I've got a particularly ornery piece of network code. I'm using asio but that really doesn't matter for this question. I assume there is no way to unbind a socket other than closing it. The problem is that open()
, bind()
, and listen()
can all throw a system_error
. So I handled the code with a simple try/catch
. The code as written in broken.
using namespace boost::asio;
class Thing
{
public:
ip::tcp::endpoint m_address;
ip::tcp::acceptor m_acceptor;
/// connect should handle all of its exceptions internally.
bool connect()
{
try
{
m_acceptor.open( m_address.protocol() );
m_acceptor.set_option( tcp::acceptor::reuse_address(true) );
m_acceptor.bind( m_address );
m_acceptor.listen();
m_acceptor.async_accept( /*stuff*/ );
}
catch( const boost::system::system_error& error )
{
assert(acceptor.is_open());
m_acceptor.close();
return false;
}
return true;
}
/// don't call disconnect unless connect previously succeeded.
void disconnect()
{
// other stuff needed to disconnect is ommited
m_acceptor.close();
}
};
The error is if the socket fails to connect it will try to close it in the catch block and throw another system_error about closing an acceptor that has never been opened.

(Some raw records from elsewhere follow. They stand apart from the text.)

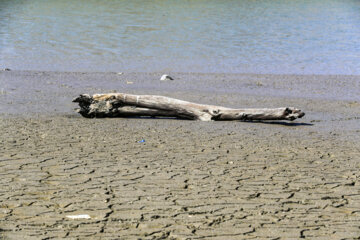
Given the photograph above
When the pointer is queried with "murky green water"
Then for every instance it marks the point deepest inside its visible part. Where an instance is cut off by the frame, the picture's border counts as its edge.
(319, 36)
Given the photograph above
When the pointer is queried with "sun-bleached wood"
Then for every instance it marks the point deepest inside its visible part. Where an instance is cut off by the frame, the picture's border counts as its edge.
(126, 105)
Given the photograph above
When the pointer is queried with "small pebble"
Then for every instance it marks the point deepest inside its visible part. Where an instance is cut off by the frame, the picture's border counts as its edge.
(165, 77)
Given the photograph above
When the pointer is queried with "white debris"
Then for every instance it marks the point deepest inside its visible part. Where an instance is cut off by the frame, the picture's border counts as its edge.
(165, 78)
(80, 216)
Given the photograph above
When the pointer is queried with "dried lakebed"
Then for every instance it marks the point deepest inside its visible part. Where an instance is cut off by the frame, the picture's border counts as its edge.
(64, 176)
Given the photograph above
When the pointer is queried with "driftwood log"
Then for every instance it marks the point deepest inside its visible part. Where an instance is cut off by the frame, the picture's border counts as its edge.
(127, 105)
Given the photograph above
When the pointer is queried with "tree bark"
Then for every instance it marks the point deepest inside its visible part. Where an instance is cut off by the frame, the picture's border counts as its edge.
(126, 105)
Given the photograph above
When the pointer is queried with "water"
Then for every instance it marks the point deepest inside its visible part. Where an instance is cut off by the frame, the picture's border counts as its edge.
(237, 36)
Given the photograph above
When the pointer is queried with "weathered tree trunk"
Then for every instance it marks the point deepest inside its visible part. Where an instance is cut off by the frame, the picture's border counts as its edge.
(124, 105)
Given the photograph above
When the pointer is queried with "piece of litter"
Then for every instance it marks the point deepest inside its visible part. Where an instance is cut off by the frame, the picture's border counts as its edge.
(81, 216)
(165, 77)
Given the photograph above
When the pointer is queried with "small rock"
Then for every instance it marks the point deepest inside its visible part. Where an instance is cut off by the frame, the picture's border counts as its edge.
(80, 216)
(165, 78)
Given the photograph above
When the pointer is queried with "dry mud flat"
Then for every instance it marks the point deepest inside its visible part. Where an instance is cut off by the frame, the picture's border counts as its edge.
(187, 180)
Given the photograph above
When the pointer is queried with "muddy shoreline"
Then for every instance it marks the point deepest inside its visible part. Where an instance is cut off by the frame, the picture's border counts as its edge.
(188, 179)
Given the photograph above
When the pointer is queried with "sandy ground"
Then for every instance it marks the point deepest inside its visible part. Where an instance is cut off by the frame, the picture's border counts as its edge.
(188, 180)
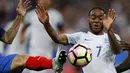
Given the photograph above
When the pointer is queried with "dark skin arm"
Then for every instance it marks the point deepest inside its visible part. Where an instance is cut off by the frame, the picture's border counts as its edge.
(125, 65)
(107, 22)
(44, 19)
(10, 34)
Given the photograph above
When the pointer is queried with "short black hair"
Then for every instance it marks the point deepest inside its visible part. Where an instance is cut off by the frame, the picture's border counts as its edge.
(96, 8)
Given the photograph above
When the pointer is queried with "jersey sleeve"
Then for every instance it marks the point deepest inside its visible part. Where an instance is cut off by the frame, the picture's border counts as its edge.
(73, 38)
(2, 31)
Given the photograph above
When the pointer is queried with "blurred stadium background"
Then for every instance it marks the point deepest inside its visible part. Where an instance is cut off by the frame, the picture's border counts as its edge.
(75, 15)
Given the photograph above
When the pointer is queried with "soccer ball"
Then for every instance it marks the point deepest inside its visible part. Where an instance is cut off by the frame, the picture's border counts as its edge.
(79, 55)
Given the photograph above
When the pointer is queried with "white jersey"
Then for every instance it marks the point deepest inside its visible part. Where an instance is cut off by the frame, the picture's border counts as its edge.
(103, 58)
(40, 42)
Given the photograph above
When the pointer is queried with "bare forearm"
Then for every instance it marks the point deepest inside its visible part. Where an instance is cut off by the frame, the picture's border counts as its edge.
(56, 37)
(115, 46)
(12, 31)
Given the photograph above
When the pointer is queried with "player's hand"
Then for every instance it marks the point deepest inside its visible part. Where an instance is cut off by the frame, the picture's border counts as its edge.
(42, 14)
(109, 19)
(23, 7)
(125, 45)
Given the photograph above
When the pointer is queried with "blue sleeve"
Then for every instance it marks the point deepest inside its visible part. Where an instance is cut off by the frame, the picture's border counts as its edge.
(2, 31)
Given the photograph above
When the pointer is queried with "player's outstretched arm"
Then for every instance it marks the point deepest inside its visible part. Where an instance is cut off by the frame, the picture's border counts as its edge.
(107, 22)
(11, 32)
(125, 65)
(44, 19)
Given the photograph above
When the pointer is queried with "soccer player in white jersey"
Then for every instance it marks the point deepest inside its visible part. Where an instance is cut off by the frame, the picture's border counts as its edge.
(125, 65)
(100, 39)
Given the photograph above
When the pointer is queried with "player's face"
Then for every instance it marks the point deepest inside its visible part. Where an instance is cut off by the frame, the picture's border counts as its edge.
(96, 20)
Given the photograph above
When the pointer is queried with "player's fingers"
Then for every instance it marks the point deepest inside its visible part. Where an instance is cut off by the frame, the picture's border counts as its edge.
(114, 17)
(38, 10)
(105, 16)
(29, 7)
(113, 13)
(20, 1)
(43, 8)
(46, 13)
(40, 6)
(109, 12)
(25, 2)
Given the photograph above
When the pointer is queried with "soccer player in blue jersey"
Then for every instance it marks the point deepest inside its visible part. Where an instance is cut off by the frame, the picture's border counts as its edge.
(16, 63)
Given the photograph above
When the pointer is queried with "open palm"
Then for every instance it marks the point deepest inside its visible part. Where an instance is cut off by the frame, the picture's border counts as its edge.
(23, 7)
(109, 19)
(42, 14)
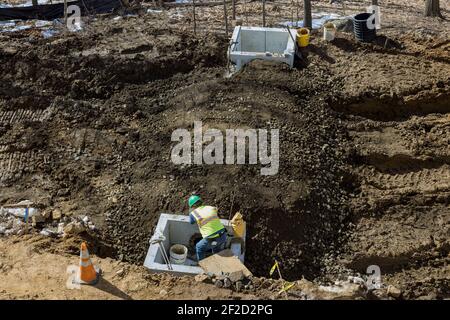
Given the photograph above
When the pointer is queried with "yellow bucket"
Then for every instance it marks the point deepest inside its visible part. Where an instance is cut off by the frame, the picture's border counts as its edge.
(303, 37)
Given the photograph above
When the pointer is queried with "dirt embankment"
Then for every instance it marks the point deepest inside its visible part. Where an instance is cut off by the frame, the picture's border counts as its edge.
(86, 121)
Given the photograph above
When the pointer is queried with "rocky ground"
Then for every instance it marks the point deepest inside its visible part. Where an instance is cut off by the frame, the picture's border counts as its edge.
(364, 177)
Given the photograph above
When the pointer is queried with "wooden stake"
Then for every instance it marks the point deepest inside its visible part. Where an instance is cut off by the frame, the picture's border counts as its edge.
(65, 12)
(233, 3)
(264, 13)
(225, 16)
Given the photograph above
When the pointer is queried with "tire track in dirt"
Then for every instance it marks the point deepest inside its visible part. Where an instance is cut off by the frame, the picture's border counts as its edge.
(22, 115)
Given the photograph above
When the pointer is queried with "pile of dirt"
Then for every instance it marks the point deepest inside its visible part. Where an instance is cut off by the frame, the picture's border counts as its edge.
(86, 123)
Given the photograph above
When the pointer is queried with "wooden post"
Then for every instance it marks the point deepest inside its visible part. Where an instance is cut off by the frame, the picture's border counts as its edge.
(432, 9)
(307, 20)
(65, 12)
(225, 16)
(264, 13)
(233, 3)
(195, 19)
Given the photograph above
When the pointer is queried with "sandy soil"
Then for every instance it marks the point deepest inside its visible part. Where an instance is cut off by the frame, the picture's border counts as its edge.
(86, 119)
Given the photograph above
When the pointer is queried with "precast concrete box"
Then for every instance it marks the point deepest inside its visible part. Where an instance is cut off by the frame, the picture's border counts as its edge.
(272, 44)
(177, 229)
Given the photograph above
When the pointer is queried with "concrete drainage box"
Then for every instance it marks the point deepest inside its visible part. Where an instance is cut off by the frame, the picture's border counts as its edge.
(177, 230)
(273, 44)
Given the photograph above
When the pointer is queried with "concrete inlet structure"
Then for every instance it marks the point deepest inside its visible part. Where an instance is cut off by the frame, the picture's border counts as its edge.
(273, 44)
(177, 230)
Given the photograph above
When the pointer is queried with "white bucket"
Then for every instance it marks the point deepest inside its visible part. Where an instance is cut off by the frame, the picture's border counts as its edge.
(178, 254)
(329, 31)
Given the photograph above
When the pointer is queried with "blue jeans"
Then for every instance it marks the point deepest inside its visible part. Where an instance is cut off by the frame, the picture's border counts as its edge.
(214, 244)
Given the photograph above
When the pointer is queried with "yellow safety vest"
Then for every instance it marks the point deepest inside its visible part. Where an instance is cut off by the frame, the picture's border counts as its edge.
(207, 219)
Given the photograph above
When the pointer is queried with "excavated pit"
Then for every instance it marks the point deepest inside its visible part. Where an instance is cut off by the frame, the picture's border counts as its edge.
(360, 181)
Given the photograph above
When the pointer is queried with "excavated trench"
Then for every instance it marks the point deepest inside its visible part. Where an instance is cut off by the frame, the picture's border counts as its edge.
(97, 142)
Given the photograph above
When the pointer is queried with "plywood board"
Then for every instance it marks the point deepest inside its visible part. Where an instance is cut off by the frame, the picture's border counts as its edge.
(224, 262)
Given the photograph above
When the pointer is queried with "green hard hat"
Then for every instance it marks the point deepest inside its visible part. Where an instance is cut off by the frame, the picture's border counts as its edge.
(193, 200)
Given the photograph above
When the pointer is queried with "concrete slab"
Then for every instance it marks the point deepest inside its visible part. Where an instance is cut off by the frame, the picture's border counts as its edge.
(177, 230)
(272, 44)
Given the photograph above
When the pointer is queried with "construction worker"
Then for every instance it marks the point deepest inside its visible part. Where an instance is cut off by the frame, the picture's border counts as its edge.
(213, 232)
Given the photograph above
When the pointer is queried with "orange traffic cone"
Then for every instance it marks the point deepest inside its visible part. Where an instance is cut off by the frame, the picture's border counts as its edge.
(88, 273)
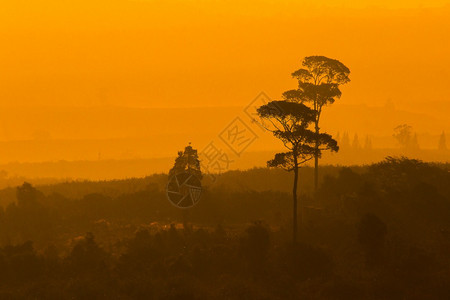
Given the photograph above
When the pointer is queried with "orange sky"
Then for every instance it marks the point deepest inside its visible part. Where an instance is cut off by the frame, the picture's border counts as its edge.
(196, 53)
(173, 53)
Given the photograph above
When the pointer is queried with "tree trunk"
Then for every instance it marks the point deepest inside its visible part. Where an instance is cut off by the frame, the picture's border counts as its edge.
(294, 195)
(316, 160)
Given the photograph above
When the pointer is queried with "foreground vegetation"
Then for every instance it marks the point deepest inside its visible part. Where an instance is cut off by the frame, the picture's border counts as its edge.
(375, 232)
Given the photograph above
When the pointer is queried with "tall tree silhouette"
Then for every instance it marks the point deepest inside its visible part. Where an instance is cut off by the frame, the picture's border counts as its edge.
(318, 84)
(187, 161)
(442, 146)
(289, 122)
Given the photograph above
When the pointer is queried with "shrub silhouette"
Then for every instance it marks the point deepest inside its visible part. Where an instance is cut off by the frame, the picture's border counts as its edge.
(371, 236)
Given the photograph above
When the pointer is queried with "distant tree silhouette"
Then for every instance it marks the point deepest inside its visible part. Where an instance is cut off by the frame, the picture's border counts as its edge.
(318, 84)
(415, 143)
(187, 161)
(403, 134)
(442, 146)
(289, 122)
(368, 143)
(27, 195)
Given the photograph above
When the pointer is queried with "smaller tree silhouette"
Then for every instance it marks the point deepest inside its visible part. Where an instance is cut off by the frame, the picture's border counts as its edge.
(403, 135)
(289, 122)
(187, 161)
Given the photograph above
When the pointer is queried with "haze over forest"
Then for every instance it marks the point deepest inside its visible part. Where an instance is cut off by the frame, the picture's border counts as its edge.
(121, 80)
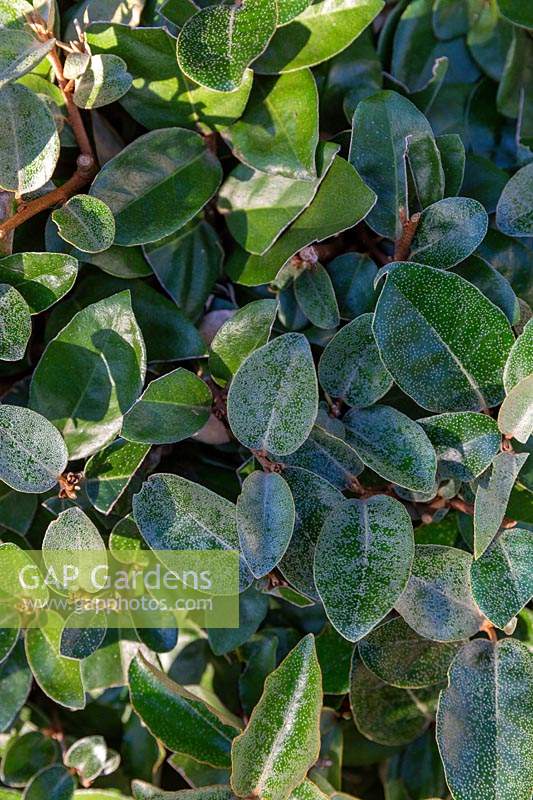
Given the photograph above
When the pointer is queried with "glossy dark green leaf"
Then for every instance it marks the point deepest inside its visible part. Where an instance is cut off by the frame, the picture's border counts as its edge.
(245, 331)
(216, 45)
(442, 341)
(449, 231)
(90, 374)
(32, 453)
(281, 741)
(489, 701)
(362, 563)
(273, 398)
(171, 409)
(394, 446)
(437, 602)
(157, 184)
(41, 278)
(465, 443)
(399, 656)
(179, 719)
(265, 520)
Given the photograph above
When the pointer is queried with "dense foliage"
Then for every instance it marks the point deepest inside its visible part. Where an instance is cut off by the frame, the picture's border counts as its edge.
(266, 287)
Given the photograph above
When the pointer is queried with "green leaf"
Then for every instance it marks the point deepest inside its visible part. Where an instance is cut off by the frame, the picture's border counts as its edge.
(381, 125)
(86, 222)
(20, 53)
(489, 701)
(58, 677)
(399, 656)
(29, 146)
(41, 278)
(492, 496)
(437, 602)
(109, 471)
(350, 367)
(175, 514)
(449, 231)
(385, 714)
(394, 446)
(442, 341)
(273, 398)
(265, 520)
(157, 184)
(216, 45)
(248, 329)
(105, 80)
(178, 718)
(341, 201)
(172, 408)
(187, 265)
(281, 741)
(362, 563)
(316, 297)
(90, 374)
(32, 453)
(502, 579)
(15, 324)
(318, 33)
(278, 131)
(161, 96)
(465, 443)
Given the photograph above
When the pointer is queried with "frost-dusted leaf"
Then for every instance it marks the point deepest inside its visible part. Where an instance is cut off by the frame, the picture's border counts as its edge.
(90, 374)
(399, 656)
(265, 520)
(58, 677)
(314, 499)
(109, 471)
(161, 96)
(515, 418)
(492, 496)
(341, 201)
(362, 563)
(248, 329)
(316, 297)
(520, 362)
(41, 278)
(175, 514)
(393, 445)
(187, 264)
(178, 718)
(442, 341)
(20, 53)
(385, 714)
(216, 45)
(171, 409)
(437, 602)
(86, 222)
(465, 443)
(449, 231)
(258, 207)
(278, 132)
(350, 367)
(273, 398)
(320, 32)
(157, 183)
(502, 579)
(32, 452)
(104, 81)
(15, 323)
(381, 125)
(488, 704)
(282, 739)
(29, 143)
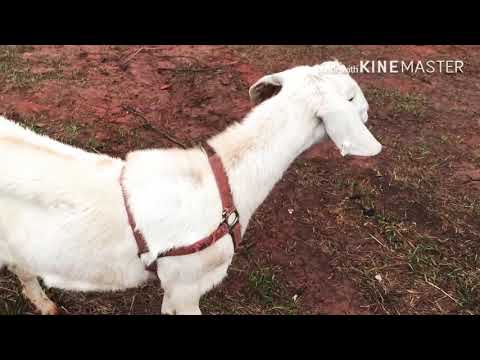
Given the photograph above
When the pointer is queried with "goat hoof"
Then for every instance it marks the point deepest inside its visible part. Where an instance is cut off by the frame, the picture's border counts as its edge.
(50, 309)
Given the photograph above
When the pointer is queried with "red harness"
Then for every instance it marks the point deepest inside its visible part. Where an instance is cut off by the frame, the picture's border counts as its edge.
(230, 219)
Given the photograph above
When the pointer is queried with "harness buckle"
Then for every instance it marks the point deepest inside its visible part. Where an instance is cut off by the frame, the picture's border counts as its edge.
(227, 218)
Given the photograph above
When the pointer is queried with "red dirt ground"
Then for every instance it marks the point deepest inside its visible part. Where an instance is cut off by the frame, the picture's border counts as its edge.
(309, 248)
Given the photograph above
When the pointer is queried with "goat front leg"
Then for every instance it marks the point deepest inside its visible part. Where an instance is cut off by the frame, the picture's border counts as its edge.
(34, 292)
(181, 300)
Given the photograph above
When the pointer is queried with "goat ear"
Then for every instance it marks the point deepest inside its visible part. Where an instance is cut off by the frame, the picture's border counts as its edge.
(345, 128)
(265, 88)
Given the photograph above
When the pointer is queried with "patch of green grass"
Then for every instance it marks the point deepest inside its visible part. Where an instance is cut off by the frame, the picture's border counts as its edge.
(16, 72)
(70, 133)
(268, 289)
(413, 104)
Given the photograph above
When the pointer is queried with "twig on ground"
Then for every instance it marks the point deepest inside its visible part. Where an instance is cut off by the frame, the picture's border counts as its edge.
(443, 291)
(149, 126)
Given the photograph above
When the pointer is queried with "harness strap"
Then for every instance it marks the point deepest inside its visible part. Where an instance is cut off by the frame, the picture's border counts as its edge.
(230, 218)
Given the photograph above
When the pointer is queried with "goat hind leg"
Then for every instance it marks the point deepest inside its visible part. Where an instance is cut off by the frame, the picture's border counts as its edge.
(181, 300)
(34, 292)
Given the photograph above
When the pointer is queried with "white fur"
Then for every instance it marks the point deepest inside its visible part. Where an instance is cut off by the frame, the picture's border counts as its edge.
(62, 216)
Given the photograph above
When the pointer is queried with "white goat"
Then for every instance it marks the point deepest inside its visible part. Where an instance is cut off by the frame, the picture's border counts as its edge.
(62, 216)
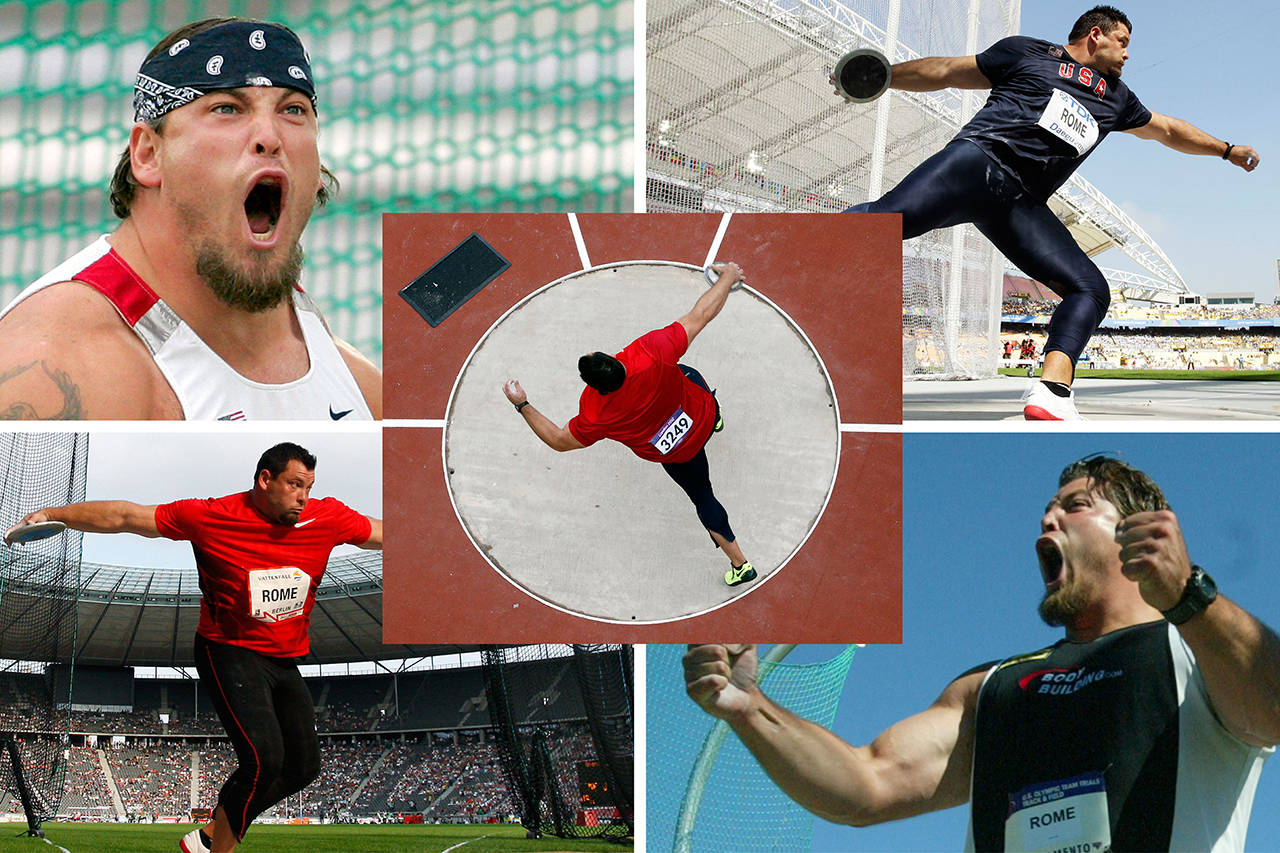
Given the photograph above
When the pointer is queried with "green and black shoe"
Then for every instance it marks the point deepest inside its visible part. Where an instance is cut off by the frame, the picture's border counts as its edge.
(740, 574)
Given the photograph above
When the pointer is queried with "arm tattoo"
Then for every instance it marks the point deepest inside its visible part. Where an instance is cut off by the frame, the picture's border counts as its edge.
(22, 410)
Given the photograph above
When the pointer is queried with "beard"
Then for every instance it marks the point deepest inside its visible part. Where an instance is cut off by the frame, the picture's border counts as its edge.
(255, 288)
(1063, 605)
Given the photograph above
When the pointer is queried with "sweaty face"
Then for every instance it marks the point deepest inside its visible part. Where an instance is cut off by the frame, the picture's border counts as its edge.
(1112, 50)
(241, 170)
(1075, 550)
(287, 493)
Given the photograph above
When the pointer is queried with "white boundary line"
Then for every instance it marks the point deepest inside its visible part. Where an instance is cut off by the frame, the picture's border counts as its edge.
(579, 242)
(448, 418)
(718, 240)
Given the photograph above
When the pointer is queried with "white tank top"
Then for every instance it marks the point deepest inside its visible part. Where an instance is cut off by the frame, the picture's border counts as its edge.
(206, 386)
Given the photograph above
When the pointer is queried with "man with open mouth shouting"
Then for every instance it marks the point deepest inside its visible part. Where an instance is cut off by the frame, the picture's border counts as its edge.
(192, 306)
(1143, 729)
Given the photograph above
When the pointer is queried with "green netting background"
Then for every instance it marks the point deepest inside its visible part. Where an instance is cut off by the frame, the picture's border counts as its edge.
(741, 808)
(515, 105)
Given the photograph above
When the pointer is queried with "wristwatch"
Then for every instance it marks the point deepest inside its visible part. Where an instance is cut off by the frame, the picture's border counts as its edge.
(1200, 592)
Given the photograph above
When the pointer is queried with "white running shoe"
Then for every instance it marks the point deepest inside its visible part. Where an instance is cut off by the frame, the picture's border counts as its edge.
(1042, 404)
(193, 843)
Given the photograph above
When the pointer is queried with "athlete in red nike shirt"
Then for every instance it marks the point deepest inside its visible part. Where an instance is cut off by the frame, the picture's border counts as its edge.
(663, 410)
(260, 555)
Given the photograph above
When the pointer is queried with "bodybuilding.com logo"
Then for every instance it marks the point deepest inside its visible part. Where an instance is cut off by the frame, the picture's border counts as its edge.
(1064, 682)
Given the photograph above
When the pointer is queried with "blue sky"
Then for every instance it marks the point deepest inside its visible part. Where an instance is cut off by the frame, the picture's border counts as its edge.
(970, 579)
(1211, 65)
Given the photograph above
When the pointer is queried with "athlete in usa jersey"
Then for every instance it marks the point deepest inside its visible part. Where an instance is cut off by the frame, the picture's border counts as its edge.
(192, 306)
(661, 409)
(1046, 112)
(1050, 106)
(260, 556)
(1144, 728)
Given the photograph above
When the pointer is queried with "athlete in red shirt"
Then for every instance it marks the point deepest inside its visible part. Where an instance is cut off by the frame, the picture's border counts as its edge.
(260, 555)
(661, 409)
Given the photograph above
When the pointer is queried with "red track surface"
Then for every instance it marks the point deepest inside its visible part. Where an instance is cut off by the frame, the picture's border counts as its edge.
(837, 277)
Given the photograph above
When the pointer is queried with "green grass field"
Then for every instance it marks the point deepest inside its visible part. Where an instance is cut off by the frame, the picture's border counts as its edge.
(140, 838)
(1229, 375)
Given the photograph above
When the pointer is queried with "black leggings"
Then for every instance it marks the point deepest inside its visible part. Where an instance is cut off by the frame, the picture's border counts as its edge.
(269, 716)
(960, 183)
(694, 477)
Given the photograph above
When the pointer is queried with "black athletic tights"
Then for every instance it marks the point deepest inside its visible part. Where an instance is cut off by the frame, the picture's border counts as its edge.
(694, 478)
(269, 716)
(960, 183)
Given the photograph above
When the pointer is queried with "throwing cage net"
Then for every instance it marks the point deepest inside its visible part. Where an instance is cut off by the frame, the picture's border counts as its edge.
(572, 776)
(717, 797)
(521, 105)
(741, 117)
(39, 584)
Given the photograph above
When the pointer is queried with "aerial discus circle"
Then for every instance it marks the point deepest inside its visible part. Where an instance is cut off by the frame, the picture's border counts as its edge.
(599, 532)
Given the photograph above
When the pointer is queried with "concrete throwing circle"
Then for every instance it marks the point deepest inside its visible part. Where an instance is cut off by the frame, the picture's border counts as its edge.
(599, 532)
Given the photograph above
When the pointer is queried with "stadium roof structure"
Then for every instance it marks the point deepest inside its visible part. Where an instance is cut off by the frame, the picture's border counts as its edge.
(823, 147)
(147, 616)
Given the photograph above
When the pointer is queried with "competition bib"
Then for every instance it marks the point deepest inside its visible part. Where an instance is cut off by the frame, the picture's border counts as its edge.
(1068, 119)
(277, 594)
(1065, 816)
(672, 432)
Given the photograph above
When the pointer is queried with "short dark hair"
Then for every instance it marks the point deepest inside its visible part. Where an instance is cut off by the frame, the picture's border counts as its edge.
(602, 372)
(1105, 18)
(1124, 486)
(278, 459)
(124, 185)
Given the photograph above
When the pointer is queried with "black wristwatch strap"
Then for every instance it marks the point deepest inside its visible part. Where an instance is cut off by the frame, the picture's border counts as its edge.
(1200, 593)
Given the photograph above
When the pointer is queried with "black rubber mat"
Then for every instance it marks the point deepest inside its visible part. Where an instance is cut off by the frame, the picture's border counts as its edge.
(451, 281)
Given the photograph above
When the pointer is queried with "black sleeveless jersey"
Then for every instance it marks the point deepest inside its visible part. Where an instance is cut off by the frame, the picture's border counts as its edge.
(1130, 708)
(1046, 112)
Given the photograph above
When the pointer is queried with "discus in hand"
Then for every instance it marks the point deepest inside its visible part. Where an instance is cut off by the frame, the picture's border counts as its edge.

One solution is to add an if( acceptor.is_open() )
in the catch block but that tastes wrong. Kinda like mixing C
-style error checking with c++
exceptions. If I where to go that route, I may as well use the non-throwing version of open()
.
boost::system::error_code error;
acceptor.open( address.protocol, error );
if( ! error )
{
try
{
acceptor.set_option( tcp::acceptor::reuse_address(true) );
acceptor.bind( address );
acceptor.listen();
acceptor.async_accept( /*stuff*/ );
}
catch( const boost::system::system_error& error )
{
assert(acceptor.is_open());
acceptor.close();
return false;
}
}
return !error;
Is there an elegant way to handle these possible exceptions using RAII and try/catch
blocks?
Am I just wrong headed in trying to avoid if( error condition )
style error handling when using exceptions?